On Thursday, December 14, 2017 7:42:26 AM EST Paul Moore wrote:

> >> Looking at the kernel code, it looks like the actions_logged knob

> >> isn't really intended to filter/drop seccomp events,

> >

> > That's unfortunate. I thought this was a way to suppress generation of

> > events. We have a requirement that audit events be selective by the

> > administrator. We need a knob to drop some events. I guess, the only knob

> > right now is the exclude filter. That is probably too course.

> >

> >> but rather force seccomp events to be loggged. Look at seccomp_log() to

> >> see what I mean; there is still a call to audit_seccomp() at the end.

> >

> > Hmm. What do we do?

>

> I imagine we could put together a rather coarse grained action filter,

> similar to what we have with "actions_logged" (maybe

> "actions_silent"?), and perhaps add some additional audit filters for

> seccomp for those who happen to have audit enabled.
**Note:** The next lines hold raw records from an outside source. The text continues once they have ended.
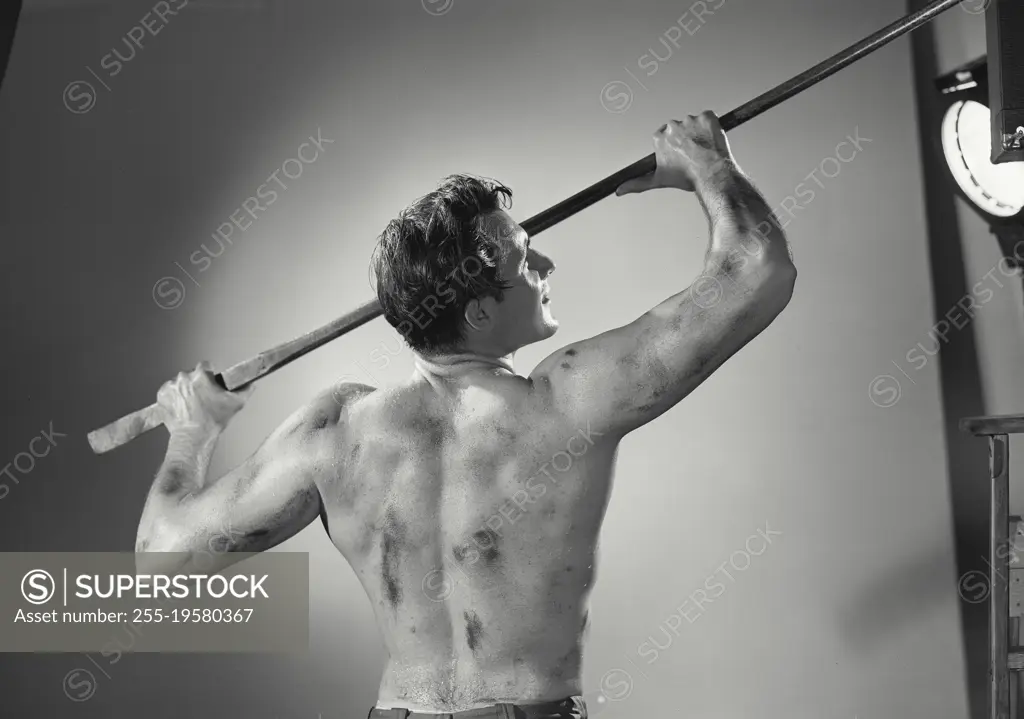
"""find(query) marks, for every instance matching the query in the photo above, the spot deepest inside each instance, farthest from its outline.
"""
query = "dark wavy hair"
(436, 256)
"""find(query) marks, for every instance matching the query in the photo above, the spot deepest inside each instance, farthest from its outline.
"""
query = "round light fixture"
(967, 142)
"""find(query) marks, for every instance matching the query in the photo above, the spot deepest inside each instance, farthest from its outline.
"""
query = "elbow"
(773, 286)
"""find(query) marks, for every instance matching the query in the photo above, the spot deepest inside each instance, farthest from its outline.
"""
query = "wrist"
(716, 176)
(188, 443)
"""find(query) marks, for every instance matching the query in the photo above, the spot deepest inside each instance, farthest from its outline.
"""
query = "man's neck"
(463, 364)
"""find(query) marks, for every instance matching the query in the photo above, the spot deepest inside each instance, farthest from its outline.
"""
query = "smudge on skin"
(392, 541)
(474, 630)
(487, 540)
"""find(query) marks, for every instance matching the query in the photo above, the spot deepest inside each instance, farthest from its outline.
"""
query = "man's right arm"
(266, 500)
(624, 378)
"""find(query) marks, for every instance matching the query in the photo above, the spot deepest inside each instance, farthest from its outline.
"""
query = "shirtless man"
(468, 499)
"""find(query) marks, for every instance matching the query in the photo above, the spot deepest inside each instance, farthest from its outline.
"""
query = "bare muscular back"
(470, 514)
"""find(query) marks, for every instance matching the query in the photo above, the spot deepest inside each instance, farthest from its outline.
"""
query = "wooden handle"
(130, 426)
(125, 429)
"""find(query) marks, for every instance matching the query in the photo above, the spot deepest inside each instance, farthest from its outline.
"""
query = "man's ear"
(479, 313)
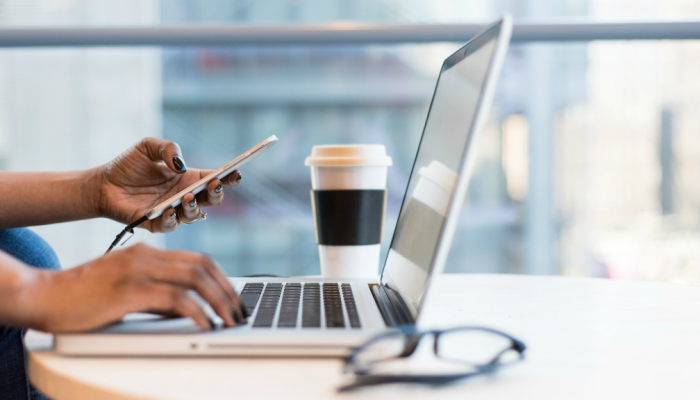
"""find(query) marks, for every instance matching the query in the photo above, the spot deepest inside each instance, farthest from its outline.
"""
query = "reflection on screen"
(434, 176)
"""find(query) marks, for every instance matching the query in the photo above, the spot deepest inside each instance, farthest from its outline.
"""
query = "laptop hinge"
(392, 306)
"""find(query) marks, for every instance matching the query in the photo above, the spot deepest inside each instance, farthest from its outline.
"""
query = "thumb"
(163, 150)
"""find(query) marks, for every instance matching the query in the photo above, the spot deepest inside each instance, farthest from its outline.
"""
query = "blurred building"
(588, 165)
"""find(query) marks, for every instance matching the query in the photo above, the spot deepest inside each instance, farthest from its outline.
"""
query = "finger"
(163, 150)
(167, 299)
(232, 179)
(167, 222)
(220, 276)
(212, 267)
(189, 210)
(213, 196)
(197, 278)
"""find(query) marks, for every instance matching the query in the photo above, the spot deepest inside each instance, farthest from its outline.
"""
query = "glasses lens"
(475, 347)
(386, 347)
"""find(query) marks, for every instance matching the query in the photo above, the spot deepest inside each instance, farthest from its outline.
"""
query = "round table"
(587, 339)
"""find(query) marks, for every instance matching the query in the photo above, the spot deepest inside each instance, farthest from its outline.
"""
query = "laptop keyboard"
(281, 303)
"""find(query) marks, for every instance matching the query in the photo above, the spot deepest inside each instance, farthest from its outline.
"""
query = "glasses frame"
(364, 376)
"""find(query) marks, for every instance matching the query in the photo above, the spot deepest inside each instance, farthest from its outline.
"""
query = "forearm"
(39, 198)
(16, 294)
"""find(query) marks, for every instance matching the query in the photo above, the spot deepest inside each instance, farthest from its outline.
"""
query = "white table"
(587, 339)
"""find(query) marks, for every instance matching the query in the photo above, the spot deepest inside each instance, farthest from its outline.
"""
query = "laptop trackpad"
(151, 323)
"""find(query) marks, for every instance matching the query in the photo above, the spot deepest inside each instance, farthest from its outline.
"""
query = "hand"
(137, 279)
(147, 174)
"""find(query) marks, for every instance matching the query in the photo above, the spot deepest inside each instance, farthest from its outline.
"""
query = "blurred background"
(589, 166)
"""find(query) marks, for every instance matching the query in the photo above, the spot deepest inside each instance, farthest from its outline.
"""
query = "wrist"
(91, 192)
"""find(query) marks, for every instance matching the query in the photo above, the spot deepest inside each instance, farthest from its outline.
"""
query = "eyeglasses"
(457, 353)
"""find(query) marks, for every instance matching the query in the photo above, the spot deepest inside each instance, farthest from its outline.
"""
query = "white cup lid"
(348, 156)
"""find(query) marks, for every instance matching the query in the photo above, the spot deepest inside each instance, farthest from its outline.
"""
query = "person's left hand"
(149, 173)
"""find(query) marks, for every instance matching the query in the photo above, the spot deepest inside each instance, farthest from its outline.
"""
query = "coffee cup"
(348, 198)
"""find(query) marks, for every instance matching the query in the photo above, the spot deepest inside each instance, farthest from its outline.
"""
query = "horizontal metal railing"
(341, 33)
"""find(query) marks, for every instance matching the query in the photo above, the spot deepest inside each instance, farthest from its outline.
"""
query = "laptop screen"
(438, 163)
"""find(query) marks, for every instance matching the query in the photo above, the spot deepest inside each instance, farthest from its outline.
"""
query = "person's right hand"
(137, 279)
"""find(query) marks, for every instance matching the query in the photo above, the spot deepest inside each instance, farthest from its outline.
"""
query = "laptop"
(326, 317)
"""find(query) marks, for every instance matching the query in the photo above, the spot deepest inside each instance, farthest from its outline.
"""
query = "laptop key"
(289, 307)
(268, 306)
(350, 306)
(333, 306)
(311, 306)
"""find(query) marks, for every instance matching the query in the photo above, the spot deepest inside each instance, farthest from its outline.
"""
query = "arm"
(124, 189)
(39, 198)
(136, 279)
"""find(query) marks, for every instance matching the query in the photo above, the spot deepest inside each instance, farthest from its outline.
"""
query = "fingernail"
(179, 164)
(245, 310)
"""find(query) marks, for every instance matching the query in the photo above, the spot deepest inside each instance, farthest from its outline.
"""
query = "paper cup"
(348, 197)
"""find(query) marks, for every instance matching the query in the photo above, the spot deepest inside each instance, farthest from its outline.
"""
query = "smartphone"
(201, 184)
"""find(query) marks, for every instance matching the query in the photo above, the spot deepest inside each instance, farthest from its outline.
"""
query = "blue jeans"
(31, 249)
Both should be

> relatively easy, the "actions_silent" field especially so.

 

OK. That would be helpful. This is eating up my log space. The biggest offenders seem to be doing trap kind of events. I suppose if an errno was returned the program would respond by erroring out. But since its a trap, I suspect something looks around at data and then OK's it to proceed on which results in another trap.